Der Bundesgerichtshof hat die Auffassung des Berufungsgerichts gebilligt, dass die Klägerin von der Beklagten grundsätzlich die gewünschte Einwilligung in eine Vertragsänderung verlangen kann. Das von den Parteien zur Abgeltung sämtlicher Rechte vereinbarte Pauschalhonorar von etwa 15 Euro je Seite sei zum Zeitpunkt des Vertragsschlusses zwar branchenüblich gewesen. Eine solche Vergütung sei jedoch im Sinne des Gesetzes unangemessen, weil sie das berechtigte Interesse der Klägerin nicht wahre, an jeder wirtschaftlichen Nutzung ihrer Übersetzung angemessen beteiligt zu werden. Zum Zeitpunkt des Vertragsschlusses sei nicht absehbar gewesen, dass die Übersetzung bis zum Erlöschen des Urheberrechts siebzig Jahre nach dem Tode der Klägerin (§ 64 UrhG) nur in einem Umfang genutzt werde, dass das vereinbarte Pauschalhonorar angemessen sei.
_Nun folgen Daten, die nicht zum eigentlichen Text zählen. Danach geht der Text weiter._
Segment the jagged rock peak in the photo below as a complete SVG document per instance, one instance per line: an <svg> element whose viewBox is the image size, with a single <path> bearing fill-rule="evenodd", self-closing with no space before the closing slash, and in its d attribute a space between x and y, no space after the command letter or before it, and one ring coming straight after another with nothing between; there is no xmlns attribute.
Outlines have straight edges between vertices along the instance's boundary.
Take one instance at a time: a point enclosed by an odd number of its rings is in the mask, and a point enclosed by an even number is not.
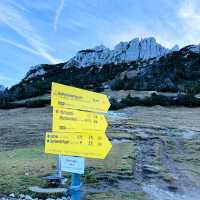
<svg viewBox="0 0 200 200"><path fill-rule="evenodd" d="M74 64L76 64L76 67L87 67L93 64L103 65L130 62L138 59L148 60L150 58L159 58L178 49L177 45L172 49L167 49L157 43L154 37L134 38L129 42L120 42L113 50L106 48L104 45L81 50L64 67L67 68Z"/></svg>

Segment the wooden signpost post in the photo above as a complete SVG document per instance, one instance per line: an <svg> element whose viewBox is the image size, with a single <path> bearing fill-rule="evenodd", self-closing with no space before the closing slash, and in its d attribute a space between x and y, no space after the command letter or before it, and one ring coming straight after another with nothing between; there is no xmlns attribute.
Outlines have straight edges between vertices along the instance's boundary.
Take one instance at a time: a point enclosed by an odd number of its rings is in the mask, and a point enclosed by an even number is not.
<svg viewBox="0 0 200 200"><path fill-rule="evenodd" d="M59 155L59 172L73 173L72 200L80 200L84 158L104 159L112 148L103 115L110 102L104 94L52 83L51 106L52 132L46 133L45 153Z"/></svg>

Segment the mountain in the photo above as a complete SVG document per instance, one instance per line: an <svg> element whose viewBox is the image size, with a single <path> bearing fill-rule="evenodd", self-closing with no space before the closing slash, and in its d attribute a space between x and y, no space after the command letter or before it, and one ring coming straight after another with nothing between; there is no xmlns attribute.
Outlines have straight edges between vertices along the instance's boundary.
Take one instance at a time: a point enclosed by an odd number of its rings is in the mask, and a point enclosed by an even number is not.
<svg viewBox="0 0 200 200"><path fill-rule="evenodd" d="M0 92L4 92L6 88L3 85L0 85Z"/></svg>
<svg viewBox="0 0 200 200"><path fill-rule="evenodd" d="M82 50L64 63L31 67L19 84L10 88L10 100L38 96L59 82L96 91L156 90L200 92L200 45L171 50L154 38L121 42L113 50L99 46Z"/></svg>
<svg viewBox="0 0 200 200"><path fill-rule="evenodd" d="M135 60L148 60L150 58L159 58L171 51L177 50L177 45L172 50L158 44L155 38L139 39L135 38L129 42L120 42L113 50L105 46L97 46L93 49L79 51L76 56L71 58L65 67L76 65L77 67L86 67L92 64L104 65L109 63L124 63Z"/></svg>
<svg viewBox="0 0 200 200"><path fill-rule="evenodd" d="M178 46L175 45L172 49L167 49L158 44L153 37L139 39L135 38L129 42L120 42L113 50L106 48L103 45L92 49L79 51L73 58L64 63L63 68L70 67L88 67L91 65L102 66L105 64L129 63L136 60L148 60L151 58L160 58L170 52L177 51ZM43 65L31 67L26 74L24 80L29 80L36 76L42 76L46 72Z"/></svg>

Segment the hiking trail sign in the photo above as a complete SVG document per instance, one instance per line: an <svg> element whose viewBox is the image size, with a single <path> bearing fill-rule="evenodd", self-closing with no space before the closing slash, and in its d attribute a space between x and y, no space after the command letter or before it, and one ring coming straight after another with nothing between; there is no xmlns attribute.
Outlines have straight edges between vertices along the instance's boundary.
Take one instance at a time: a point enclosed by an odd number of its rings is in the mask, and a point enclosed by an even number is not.
<svg viewBox="0 0 200 200"><path fill-rule="evenodd" d="M45 152L104 159L112 144L105 130L110 107L106 95L52 83L52 132L46 133Z"/></svg>
<svg viewBox="0 0 200 200"><path fill-rule="evenodd" d="M52 83L51 106L105 113L110 102L104 94Z"/></svg>
<svg viewBox="0 0 200 200"><path fill-rule="evenodd" d="M55 132L105 132L108 123L102 114L72 109L53 109L53 127Z"/></svg>

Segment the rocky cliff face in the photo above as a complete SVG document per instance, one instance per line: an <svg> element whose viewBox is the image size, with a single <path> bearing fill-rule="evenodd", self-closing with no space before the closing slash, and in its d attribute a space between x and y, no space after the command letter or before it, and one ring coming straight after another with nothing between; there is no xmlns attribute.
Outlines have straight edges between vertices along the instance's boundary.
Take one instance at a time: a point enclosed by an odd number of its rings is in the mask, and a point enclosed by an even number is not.
<svg viewBox="0 0 200 200"><path fill-rule="evenodd" d="M0 85L0 92L3 92L5 90L5 87L3 85Z"/></svg>
<svg viewBox="0 0 200 200"><path fill-rule="evenodd" d="M164 56L162 56L164 55ZM200 45L169 50L154 38L87 49L65 63L37 65L9 90L13 99L50 91L51 82L80 88L189 91L200 93Z"/></svg>
<svg viewBox="0 0 200 200"><path fill-rule="evenodd" d="M174 50L178 50L177 45L172 49L167 49L158 44L153 37L141 40L135 38L129 42L120 42L113 50L101 45L93 49L79 51L76 56L66 63L65 68L71 65L75 65L76 67L87 67L93 64L118 64L139 59L148 60L150 58L160 58Z"/></svg>
<svg viewBox="0 0 200 200"><path fill-rule="evenodd" d="M155 38L135 38L129 42L120 42L113 50L106 48L103 45L93 49L85 49L79 51L73 58L63 63L63 69L70 67L89 67L103 66L105 64L120 64L130 63L137 60L149 60L151 58L159 59L170 52L178 51L178 46L175 45L172 49L167 49L158 44ZM26 74L24 80L29 80L37 76L45 75L45 65L36 65Z"/></svg>

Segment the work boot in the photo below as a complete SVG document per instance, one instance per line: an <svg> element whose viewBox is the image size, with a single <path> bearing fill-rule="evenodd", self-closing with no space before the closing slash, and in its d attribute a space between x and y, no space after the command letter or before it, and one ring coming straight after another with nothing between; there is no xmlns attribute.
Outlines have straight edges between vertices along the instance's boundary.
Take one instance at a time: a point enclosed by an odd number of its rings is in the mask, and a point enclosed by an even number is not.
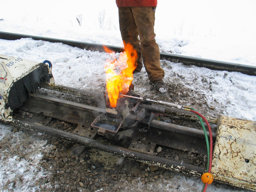
<svg viewBox="0 0 256 192"><path fill-rule="evenodd" d="M156 91L158 93L164 93L167 92L167 88L166 85L163 82L157 83L155 84Z"/></svg>

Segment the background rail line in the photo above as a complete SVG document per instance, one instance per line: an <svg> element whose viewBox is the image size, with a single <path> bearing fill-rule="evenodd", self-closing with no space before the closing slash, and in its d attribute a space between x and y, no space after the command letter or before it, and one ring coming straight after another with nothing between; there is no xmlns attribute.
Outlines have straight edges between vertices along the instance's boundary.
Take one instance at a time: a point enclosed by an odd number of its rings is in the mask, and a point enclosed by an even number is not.
<svg viewBox="0 0 256 192"><path fill-rule="evenodd" d="M32 38L35 40L42 40L52 43L61 43L86 50L101 52L104 51L102 47L103 45L100 44L0 31L1 39L16 40L21 38ZM123 47L108 45L105 46L116 52L124 51ZM175 63L182 63L185 65L194 65L213 70L236 71L249 75L256 76L256 66L254 66L164 53L161 53L160 59Z"/></svg>

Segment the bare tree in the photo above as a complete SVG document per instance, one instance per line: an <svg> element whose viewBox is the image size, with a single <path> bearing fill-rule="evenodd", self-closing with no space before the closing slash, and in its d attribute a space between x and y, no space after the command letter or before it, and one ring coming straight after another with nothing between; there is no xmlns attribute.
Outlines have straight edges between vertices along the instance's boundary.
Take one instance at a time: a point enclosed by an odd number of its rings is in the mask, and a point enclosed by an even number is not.
<svg viewBox="0 0 256 192"><path fill-rule="evenodd" d="M104 26L104 20L105 20L105 10L99 13L99 23L100 25L100 28L101 29L103 29Z"/></svg>
<svg viewBox="0 0 256 192"><path fill-rule="evenodd" d="M79 25L81 26L81 24L82 23L82 18L83 18L83 15L82 14L80 14L76 16L76 20L77 20L77 22L79 24Z"/></svg>

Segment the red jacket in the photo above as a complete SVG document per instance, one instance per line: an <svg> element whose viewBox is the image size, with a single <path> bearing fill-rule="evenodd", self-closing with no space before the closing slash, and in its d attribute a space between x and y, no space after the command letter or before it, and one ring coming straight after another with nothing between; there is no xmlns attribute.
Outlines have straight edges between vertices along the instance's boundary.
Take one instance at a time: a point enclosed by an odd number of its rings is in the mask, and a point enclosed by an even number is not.
<svg viewBox="0 0 256 192"><path fill-rule="evenodd" d="M116 0L118 7L156 7L157 0Z"/></svg>

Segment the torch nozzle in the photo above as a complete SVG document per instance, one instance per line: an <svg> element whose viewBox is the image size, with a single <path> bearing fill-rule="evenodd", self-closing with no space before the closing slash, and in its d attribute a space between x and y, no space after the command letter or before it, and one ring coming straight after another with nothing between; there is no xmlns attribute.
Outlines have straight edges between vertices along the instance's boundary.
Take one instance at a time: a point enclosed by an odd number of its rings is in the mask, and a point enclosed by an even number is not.
<svg viewBox="0 0 256 192"><path fill-rule="evenodd" d="M121 97L130 97L130 98L133 98L133 99L138 99L139 100L142 100L144 99L142 97L134 97L133 96L127 95L123 95L122 94L120 94L119 96Z"/></svg>

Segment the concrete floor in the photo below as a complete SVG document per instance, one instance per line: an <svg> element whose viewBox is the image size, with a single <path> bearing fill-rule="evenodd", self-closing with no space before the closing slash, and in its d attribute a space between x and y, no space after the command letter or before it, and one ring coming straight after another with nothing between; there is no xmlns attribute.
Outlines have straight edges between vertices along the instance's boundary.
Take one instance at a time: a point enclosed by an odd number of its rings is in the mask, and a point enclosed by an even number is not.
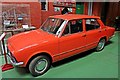
<svg viewBox="0 0 120 80"><path fill-rule="evenodd" d="M90 50L59 61L47 73L35 78L118 78L118 36L120 33L117 32L103 51ZM2 56L0 60L5 63ZM14 68L2 72L2 78L33 76L25 68Z"/></svg>

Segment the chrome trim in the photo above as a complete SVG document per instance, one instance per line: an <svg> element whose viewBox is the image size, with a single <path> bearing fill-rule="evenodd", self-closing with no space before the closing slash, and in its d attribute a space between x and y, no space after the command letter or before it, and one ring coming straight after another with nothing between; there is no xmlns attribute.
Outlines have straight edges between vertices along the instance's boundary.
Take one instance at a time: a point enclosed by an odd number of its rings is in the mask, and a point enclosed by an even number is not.
<svg viewBox="0 0 120 80"><path fill-rule="evenodd" d="M115 36L115 34L114 34L114 35L112 35L112 36L110 36L108 40L110 40L110 39L111 39L111 38L113 38L114 36Z"/></svg>
<svg viewBox="0 0 120 80"><path fill-rule="evenodd" d="M93 43L90 43L90 44L85 45L85 46L82 46L82 47L78 47L78 48L75 48L75 49L71 49L71 50L69 50L69 51L62 52L62 53L59 53L59 54L53 55L53 57L56 57L56 56L59 56L59 55L63 55L63 54L68 53L68 52L72 52L72 51L75 51L75 50L78 50L78 49L81 49L81 48L87 47L87 46L92 45L92 44L95 44L95 43L98 43L98 42L93 42Z"/></svg>
<svg viewBox="0 0 120 80"><path fill-rule="evenodd" d="M12 63L12 65L19 66L19 65L24 64L23 62L17 62L16 59L11 55L10 52L8 52L7 55L8 55L9 61Z"/></svg>

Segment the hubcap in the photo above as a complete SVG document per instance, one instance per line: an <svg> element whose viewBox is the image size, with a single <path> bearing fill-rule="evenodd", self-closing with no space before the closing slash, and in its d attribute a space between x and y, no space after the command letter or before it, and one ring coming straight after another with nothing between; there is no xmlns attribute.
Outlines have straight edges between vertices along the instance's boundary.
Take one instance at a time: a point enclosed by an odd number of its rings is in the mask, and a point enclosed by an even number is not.
<svg viewBox="0 0 120 80"><path fill-rule="evenodd" d="M98 43L98 50L102 50L104 48L105 45L105 40L102 39L99 43Z"/></svg>
<svg viewBox="0 0 120 80"><path fill-rule="evenodd" d="M38 61L38 63L36 64L36 68L35 71L38 73L42 73L45 71L45 69L47 68L47 60L46 59L40 59Z"/></svg>

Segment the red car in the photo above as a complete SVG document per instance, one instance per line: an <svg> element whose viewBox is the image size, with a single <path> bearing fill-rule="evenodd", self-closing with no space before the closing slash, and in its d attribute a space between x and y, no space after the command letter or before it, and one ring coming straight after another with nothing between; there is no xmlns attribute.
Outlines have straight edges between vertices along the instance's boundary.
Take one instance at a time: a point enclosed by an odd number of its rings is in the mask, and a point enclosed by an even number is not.
<svg viewBox="0 0 120 80"><path fill-rule="evenodd" d="M10 37L8 56L14 65L27 67L33 76L38 76L56 61L93 48L101 51L114 31L97 16L50 16L40 29Z"/></svg>

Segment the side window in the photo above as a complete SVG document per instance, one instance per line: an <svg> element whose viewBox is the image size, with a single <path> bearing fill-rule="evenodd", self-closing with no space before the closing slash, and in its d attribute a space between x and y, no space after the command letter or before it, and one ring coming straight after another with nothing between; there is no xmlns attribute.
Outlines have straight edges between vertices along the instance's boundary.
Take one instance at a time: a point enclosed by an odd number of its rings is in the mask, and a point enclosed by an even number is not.
<svg viewBox="0 0 120 80"><path fill-rule="evenodd" d="M73 34L83 31L82 20L71 20L68 22L63 35Z"/></svg>
<svg viewBox="0 0 120 80"><path fill-rule="evenodd" d="M86 31L100 28L99 23L96 19L86 19Z"/></svg>

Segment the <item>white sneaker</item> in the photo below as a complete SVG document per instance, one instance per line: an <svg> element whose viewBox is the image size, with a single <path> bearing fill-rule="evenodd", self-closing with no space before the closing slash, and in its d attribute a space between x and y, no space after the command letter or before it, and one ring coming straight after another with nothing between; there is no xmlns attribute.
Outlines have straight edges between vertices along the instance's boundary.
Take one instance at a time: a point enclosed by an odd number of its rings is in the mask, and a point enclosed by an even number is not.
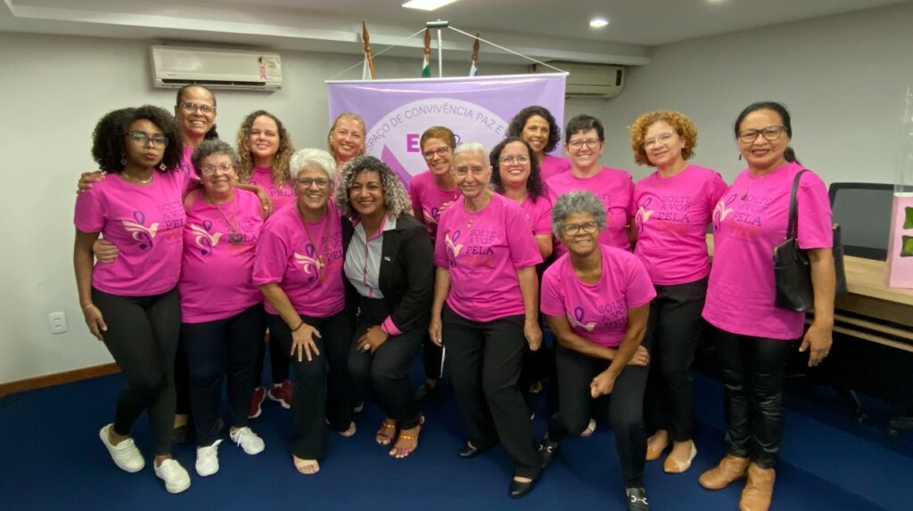
<svg viewBox="0 0 913 511"><path fill-rule="evenodd" d="M179 494L190 487L190 474L171 458L155 467L155 475L165 482L165 489L170 494Z"/></svg>
<svg viewBox="0 0 913 511"><path fill-rule="evenodd" d="M99 432L99 436L101 437L101 443L105 445L105 447L108 447L108 452L110 453L111 459L114 460L114 465L118 465L121 470L130 472L131 474L142 470L142 467L146 466L146 461L142 459L142 455L136 448L136 444L133 443L132 438L122 440L117 445L108 441L108 435L112 427L114 427L114 424L110 424L101 428L101 431Z"/></svg>
<svg viewBox="0 0 913 511"><path fill-rule="evenodd" d="M196 448L196 473L205 477L219 471L219 444L216 440L212 445Z"/></svg>
<svg viewBox="0 0 913 511"><path fill-rule="evenodd" d="M267 448L263 439L247 426L230 432L228 436L231 437L232 442L240 445L244 452L248 455L258 455Z"/></svg>

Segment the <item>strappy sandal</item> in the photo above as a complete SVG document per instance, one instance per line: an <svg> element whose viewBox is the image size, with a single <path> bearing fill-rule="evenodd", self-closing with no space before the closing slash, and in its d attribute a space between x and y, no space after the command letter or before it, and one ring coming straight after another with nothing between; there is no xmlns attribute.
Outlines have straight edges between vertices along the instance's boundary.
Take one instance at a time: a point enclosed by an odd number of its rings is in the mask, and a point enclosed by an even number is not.
<svg viewBox="0 0 913 511"><path fill-rule="evenodd" d="M396 421L393 419L383 419L381 423L381 429L374 434L374 441L379 445L389 445L396 435Z"/></svg>
<svg viewBox="0 0 913 511"><path fill-rule="evenodd" d="M405 449L405 448L397 447L397 446L394 445L394 448L391 449L390 453L388 453L388 454L391 456L393 456L393 457L394 457L396 459L403 459L403 458L405 458L405 457L409 456L409 455L413 454L415 451L415 449L418 448L418 436L422 433L422 427L423 426L425 426L425 415L419 416L418 424L415 426L415 427L418 428L418 432L416 432L415 435L412 435L412 434L404 434L400 433L399 438L396 440L397 442L399 442L400 440L413 440L413 441L415 442L415 447L413 447L411 449Z"/></svg>

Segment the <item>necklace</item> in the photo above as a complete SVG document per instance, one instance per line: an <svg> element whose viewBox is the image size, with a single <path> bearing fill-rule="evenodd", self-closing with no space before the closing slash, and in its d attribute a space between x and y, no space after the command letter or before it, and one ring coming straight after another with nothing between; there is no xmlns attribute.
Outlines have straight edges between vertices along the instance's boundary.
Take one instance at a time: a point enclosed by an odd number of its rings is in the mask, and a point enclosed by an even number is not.
<svg viewBox="0 0 913 511"><path fill-rule="evenodd" d="M745 192L742 193L741 196L742 200L746 200L748 199L748 192L751 190L751 186L757 182L760 182L761 179L764 179L765 176L767 176L767 174L764 174L763 176L758 178L757 179L752 180L751 174L748 175L748 185L745 187Z"/></svg>
<svg viewBox="0 0 913 511"><path fill-rule="evenodd" d="M152 182L152 178L155 177L155 172L150 174L149 177L146 178L145 179L134 178L130 174L128 174L127 172L121 172L121 177L126 178L128 181L133 181L134 183L139 183L141 185L148 185L149 183Z"/></svg>
<svg viewBox="0 0 913 511"><path fill-rule="evenodd" d="M295 208L298 209L299 216L301 217L301 225L304 226L304 234L308 237L308 243L310 243L310 246L314 247L314 249L316 250L317 245L314 243L314 237L310 235L310 230L308 229L308 220L304 219L304 211L301 210L301 205L299 204L297 200L295 201ZM324 219L327 218L326 211L324 211L323 218ZM324 282L327 281L327 274L323 271L324 267L327 264L326 262L327 252L329 251L329 247L327 246L326 241L327 241L327 236L324 236L323 239L320 240L320 250L317 254L317 273L318 275L320 276L320 284L323 284Z"/></svg>
<svg viewBox="0 0 913 511"><path fill-rule="evenodd" d="M226 223L227 223L228 227L231 229L231 232L228 233L228 242L231 243L232 245L240 245L242 242L244 242L244 234L241 234L240 232L238 232L237 223L236 223L236 220L237 220L237 210L236 210L236 207L237 207L237 196L236 195L232 199L232 202L231 202L231 220L228 220L228 216L226 215L225 211L222 210L222 208L219 208L219 205L215 203L215 200L213 199L212 197L209 197L209 195L206 194L206 199L208 199L209 201L213 203L213 206L215 207L215 210L218 211L220 215L222 215L222 218L226 220Z"/></svg>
Der Bundesgerichtshof hat entschieden, dass der Übersetzer eines literarischen Werkes, dem für die zeitlich unbeschränkte und inhaltlich umfassende Einräumung sämtlicher Nutzungsrechte an seiner Übersetzung lediglich ein für sich genommen übliches und angemessenes Seitenhonorar als Garantiehonorar zugesagt ist, daneben ab einer bestimmten Auflagenhöhe am Erlös der verkauften Bücher prozentual zu beteiligen ist. Diese zusätzliche Erfolgsbeteiligung setzt bei einer verkauften Auflage von 5.000 Exemplaren des übersetzten Werkes ein und beträgt normalerweise bei Hardcover-Ausgaben 0,8% und bei Taschenbüchern 0,4% des Nettoladenverkaufspreises. Darüber hinaus kann der Übersetzer – so der Bundesgerichtshof – grundsätzlich die Hälfte des Nettoerlöses beanspruchen, den der Verlag dadurch erzielt, dass er Dritten das Recht zur Nutzung des übersetzten Werkes einräumt. Dabei ist unter Nettoerlös der Betrag zu verstehen, der nach Abzug der Vergütungen weiterer Rechteinhaber verbleibt und auf die Verwertung der Übersetzung entfällt.

Da das Berufungsgericht noch nicht geprüft hat, ob im konkreten Fall besondere Umstände vorliegen, die eine Abweichung von den im Regelfall angemessenen Sätzen rechtfertigen, wurde die Sache an das Oberlandesgericht zurückverwiesen.